Abstract

Hydrogen is an important energy carrier resource in response to limiting greenhouse gas emissions. Proton-conducting perovskite oxide is one of the key materials for highly efficient carbon-neutral hydrogen technologies, such as hydrogen production, CO2 hydrogenation, and ammonia synthesis. Many attempts have been made based on doped perovskites made of well-tested materials, such as BaZrO3, BaCeO3, BaHfO3, BaTiO3, and SrZrO3. However, the resulting perovskites have often suffered stability and conductivity problems. Furthermore, complex phenomena occurring during hydration present challenges for expanding the materials library. Herein, we demonstrate accelerated discovery of proton-conducting perovskites with high conductivity using machine learning (ML) predictions. We constructed consistent training data using density functional theory (DFT) which enable high accuracy of ML model. DFT computations were performed on > 1000 doped perovskite compositions to get their properties of lattice parameters, point defects (e.g., O vacancies, H interstitials), density of states, hydration energy, and proton migration energy.

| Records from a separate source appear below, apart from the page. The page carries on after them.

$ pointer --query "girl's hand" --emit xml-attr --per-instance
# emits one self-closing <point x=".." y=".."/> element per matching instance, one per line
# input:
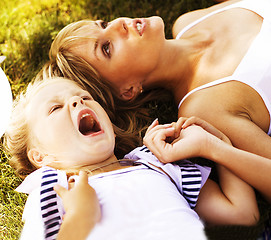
<point x="80" y="200"/>
<point x="188" y="137"/>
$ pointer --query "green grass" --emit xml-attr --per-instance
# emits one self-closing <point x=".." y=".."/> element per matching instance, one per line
<point x="27" y="30"/>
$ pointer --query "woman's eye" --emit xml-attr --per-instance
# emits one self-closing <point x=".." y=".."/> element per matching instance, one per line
<point x="104" y="24"/>
<point x="106" y="49"/>
<point x="54" y="108"/>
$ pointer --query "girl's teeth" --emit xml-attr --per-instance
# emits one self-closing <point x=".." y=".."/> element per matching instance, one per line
<point x="138" y="26"/>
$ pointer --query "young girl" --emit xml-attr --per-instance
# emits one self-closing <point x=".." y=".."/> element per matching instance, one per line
<point x="66" y="130"/>
<point x="217" y="68"/>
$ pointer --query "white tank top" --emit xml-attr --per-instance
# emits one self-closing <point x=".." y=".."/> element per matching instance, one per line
<point x="255" y="67"/>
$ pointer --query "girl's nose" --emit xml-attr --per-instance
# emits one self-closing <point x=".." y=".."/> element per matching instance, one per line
<point x="76" y="101"/>
<point x="119" y="25"/>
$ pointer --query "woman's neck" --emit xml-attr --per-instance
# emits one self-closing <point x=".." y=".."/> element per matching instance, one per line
<point x="178" y="65"/>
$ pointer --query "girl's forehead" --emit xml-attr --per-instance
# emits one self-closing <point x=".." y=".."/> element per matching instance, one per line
<point x="53" y="88"/>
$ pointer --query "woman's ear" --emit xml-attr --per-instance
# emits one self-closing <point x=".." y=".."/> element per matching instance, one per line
<point x="35" y="157"/>
<point x="131" y="92"/>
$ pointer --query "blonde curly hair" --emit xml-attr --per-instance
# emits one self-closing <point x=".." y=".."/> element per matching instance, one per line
<point x="18" y="137"/>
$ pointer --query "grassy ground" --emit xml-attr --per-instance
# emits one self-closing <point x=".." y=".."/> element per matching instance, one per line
<point x="27" y="30"/>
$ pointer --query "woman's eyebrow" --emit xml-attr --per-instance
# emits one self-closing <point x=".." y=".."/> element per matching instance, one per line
<point x="95" y="49"/>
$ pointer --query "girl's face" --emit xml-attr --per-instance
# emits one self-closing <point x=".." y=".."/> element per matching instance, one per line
<point x="69" y="127"/>
<point x="124" y="51"/>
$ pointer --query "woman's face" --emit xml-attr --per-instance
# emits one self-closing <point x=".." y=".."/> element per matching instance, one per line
<point x="124" y="51"/>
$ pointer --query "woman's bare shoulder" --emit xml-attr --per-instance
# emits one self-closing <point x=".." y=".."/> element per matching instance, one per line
<point x="189" y="17"/>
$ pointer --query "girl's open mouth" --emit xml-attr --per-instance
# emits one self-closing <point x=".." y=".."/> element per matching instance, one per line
<point x="88" y="123"/>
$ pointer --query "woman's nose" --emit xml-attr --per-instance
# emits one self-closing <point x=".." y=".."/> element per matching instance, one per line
<point x="76" y="101"/>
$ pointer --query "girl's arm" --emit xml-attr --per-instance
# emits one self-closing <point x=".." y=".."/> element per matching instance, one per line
<point x="234" y="201"/>
<point x="82" y="210"/>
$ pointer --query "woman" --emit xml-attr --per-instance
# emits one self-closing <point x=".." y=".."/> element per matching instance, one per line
<point x="228" y="41"/>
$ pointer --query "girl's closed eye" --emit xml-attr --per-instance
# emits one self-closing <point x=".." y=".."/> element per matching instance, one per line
<point x="86" y="98"/>
<point x="106" y="49"/>
<point x="104" y="24"/>
<point x="54" y="108"/>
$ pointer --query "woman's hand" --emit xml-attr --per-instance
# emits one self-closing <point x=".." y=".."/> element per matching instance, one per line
<point x="188" y="137"/>
<point x="82" y="209"/>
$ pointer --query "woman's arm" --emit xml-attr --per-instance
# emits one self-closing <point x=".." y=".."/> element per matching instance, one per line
<point x="234" y="201"/>
<point x="250" y="158"/>
<point x="82" y="210"/>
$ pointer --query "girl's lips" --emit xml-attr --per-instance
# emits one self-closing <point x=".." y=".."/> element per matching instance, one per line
<point x="139" y="25"/>
<point x="88" y="124"/>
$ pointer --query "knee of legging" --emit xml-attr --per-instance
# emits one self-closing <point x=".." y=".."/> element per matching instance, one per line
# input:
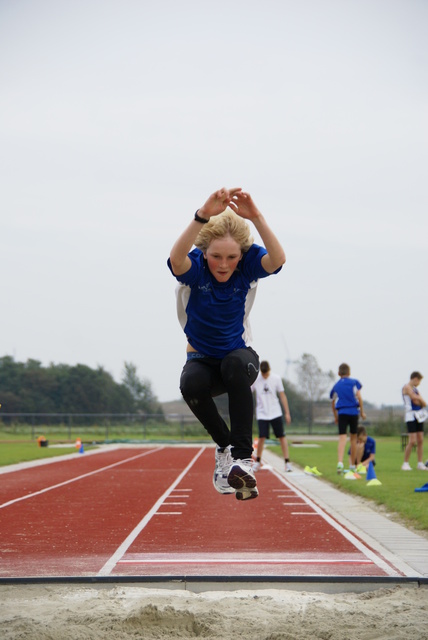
<point x="192" y="387"/>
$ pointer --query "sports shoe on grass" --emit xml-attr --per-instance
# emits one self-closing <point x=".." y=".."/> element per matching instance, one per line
<point x="223" y="460"/>
<point x="241" y="477"/>
<point x="315" y="472"/>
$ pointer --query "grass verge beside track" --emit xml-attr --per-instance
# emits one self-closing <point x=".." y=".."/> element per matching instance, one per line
<point x="397" y="491"/>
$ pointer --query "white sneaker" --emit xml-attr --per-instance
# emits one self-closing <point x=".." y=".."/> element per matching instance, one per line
<point x="223" y="460"/>
<point x="241" y="477"/>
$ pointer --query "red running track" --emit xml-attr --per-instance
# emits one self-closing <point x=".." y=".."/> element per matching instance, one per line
<point x="154" y="512"/>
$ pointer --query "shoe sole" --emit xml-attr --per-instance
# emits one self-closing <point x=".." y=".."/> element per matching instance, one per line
<point x="226" y="491"/>
<point x="243" y="483"/>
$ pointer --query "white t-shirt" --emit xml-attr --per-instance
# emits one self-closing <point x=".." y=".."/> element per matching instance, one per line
<point x="268" y="406"/>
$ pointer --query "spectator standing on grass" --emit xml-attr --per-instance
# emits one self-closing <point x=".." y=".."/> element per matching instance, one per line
<point x="270" y="395"/>
<point x="217" y="285"/>
<point x="347" y="405"/>
<point x="414" y="416"/>
<point x="365" y="449"/>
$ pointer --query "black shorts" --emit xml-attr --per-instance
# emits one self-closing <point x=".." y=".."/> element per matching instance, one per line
<point x="277" y="426"/>
<point x="346" y="420"/>
<point x="415" y="427"/>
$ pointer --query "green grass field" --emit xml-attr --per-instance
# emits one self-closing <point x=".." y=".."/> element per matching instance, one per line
<point x="397" y="491"/>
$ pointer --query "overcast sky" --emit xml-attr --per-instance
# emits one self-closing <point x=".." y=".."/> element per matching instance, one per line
<point x="119" y="117"/>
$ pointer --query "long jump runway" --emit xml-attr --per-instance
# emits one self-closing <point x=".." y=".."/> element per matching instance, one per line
<point x="153" y="511"/>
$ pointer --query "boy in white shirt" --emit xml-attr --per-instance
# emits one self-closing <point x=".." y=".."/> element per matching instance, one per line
<point x="270" y="395"/>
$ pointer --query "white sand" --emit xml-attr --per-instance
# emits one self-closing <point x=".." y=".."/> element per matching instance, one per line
<point x="52" y="612"/>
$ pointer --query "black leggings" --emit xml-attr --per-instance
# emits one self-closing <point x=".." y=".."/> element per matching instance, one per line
<point x="204" y="378"/>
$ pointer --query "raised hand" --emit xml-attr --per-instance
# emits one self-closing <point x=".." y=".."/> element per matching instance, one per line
<point x="217" y="202"/>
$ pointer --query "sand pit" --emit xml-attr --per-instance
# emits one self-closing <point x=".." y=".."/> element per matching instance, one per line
<point x="60" y="612"/>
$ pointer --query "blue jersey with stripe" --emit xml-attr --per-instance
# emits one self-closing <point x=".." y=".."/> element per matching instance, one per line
<point x="344" y="393"/>
<point x="214" y="315"/>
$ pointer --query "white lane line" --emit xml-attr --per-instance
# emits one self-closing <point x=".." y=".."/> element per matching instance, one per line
<point x="122" y="549"/>
<point x="305" y="513"/>
<point x="84" y="475"/>
<point x="203" y="560"/>
<point x="378" y="561"/>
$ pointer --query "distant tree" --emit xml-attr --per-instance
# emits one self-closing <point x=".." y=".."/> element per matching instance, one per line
<point x="313" y="382"/>
<point x="296" y="401"/>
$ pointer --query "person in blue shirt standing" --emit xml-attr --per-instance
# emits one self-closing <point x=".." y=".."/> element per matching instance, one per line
<point x="415" y="412"/>
<point x="217" y="284"/>
<point x="347" y="405"/>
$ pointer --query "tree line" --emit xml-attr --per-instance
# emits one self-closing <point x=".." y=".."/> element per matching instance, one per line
<point x="28" y="387"/>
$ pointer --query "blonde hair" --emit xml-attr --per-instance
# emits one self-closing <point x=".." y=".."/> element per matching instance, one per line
<point x="344" y="369"/>
<point x="227" y="223"/>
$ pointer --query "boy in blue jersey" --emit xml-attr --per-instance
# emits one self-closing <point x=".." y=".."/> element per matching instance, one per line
<point x="366" y="449"/>
<point x="217" y="285"/>
<point x="347" y="405"/>
<point x="415" y="412"/>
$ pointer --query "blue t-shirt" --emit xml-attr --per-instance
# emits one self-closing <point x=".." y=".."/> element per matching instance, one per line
<point x="344" y="393"/>
<point x="214" y="315"/>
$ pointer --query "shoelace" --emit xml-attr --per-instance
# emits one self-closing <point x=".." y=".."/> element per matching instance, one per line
<point x="224" y="461"/>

Several ML algorithms including Linear Regression, Bayesian Ridge Regression, Random Forest Regression, Neural networks, and k-Nearest Neighbor were tested for minimum errors and coefficient of determination. The multidimensional relationships between a set of >50 features and conductivity were mapped out using the optimized ML model. We screened a large material space of A-site and B-site doped perovskites to predict potential proton-conducting materials for various energy applications. The outcomes are promising for accelerating the design and applications of proton-conducting perovskite oxides in hydrogen technologies.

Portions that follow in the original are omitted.